= John Shoolbred =

Scottish surgeon (1766–1831)

John Shoolbred FRSE (13 March 1766 – 12 October 1831) was a Scottish surgeon. He is associated with the early widespread use of smallpox vaccine in India in the early 19th century.

==Life==
He was born in Auchtermuchty in Fife on 13 March 1766, the eldest son of Helen Stark (born 1743) and her husband, James Shoolbred (1737–1818) of the East India Company. His uncle, also John Shoolbred (1740–1802) served as Secretary to the African Company of Merchants.

He studied medicine at the University of Edinburgh. In 1789 he joined the East India Company as a surgeon. His position from 1790 to 1794 is unclear but in 1794 he became Assistant Surgeon in the Presidency National Hospital in Bengal. From 1802 he became involved in the campaign for widespread use of the newly created smallpox vaccination. Due to this involvement, in 1807 the President made him Superintendent General of Vaccine Inoculation in India, a highly responsible role.
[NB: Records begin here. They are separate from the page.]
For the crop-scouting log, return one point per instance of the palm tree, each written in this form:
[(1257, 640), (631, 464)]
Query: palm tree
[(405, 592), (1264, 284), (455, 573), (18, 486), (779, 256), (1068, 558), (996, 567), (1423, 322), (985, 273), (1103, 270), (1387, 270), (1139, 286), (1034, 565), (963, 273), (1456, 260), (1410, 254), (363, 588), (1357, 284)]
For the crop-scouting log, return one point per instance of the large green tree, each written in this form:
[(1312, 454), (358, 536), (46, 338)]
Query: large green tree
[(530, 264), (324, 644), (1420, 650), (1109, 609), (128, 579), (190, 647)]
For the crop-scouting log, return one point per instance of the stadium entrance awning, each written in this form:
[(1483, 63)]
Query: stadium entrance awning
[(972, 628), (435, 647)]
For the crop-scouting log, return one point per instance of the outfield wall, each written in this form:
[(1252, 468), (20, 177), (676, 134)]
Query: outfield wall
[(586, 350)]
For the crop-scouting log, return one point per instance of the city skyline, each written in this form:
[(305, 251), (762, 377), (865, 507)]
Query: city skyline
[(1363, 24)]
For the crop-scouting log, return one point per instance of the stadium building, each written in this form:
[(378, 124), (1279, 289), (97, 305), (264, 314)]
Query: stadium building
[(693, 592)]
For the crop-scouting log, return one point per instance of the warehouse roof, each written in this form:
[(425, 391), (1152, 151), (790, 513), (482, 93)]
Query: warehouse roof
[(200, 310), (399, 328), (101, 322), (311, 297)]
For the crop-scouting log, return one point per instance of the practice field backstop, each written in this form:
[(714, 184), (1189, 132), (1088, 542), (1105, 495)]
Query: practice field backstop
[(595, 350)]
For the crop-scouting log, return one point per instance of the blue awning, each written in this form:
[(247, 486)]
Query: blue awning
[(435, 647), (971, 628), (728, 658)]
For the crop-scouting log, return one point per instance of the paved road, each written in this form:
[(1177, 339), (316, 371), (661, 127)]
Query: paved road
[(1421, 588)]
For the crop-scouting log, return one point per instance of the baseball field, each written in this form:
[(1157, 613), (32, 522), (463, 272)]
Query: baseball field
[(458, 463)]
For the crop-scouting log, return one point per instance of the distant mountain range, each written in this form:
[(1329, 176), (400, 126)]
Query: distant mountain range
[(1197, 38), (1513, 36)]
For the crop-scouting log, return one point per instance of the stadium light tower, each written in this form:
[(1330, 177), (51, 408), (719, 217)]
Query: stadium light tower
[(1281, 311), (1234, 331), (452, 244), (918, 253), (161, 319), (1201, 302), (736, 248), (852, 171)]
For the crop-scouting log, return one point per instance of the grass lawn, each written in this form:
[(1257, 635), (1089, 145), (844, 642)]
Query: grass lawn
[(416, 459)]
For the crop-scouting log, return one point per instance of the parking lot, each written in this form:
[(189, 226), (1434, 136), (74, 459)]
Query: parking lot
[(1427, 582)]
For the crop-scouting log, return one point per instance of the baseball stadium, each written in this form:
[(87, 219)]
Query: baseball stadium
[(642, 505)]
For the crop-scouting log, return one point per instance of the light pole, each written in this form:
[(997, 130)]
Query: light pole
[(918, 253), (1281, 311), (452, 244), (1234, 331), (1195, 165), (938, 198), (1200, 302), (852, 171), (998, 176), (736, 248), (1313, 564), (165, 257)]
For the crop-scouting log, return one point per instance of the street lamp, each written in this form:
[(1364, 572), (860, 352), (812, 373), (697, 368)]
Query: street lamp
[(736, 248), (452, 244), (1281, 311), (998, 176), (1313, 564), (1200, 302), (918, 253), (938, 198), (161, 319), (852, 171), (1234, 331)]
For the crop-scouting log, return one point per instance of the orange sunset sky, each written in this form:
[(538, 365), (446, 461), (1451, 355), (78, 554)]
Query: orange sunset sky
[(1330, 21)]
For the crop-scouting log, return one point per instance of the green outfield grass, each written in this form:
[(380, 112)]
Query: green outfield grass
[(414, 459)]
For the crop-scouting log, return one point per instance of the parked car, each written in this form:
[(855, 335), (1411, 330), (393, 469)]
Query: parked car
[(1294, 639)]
He was also placed as Superintendent of the Calcutta Native Hospital.

In 1819 he was elected a Fellow of the Royal Society of Edinburgh. His proposers were Thomas Allan, Thomas Charles Hope, and Henry Dewar.

He retired from the East India Company in 1821 and died in Cheltenham on 12 October 1831.

==Family==

In 1801 he married Lucy Rand in Calcutta. Their daughter, Helen Mary Shoolbred, married Admiral Norwich Duff.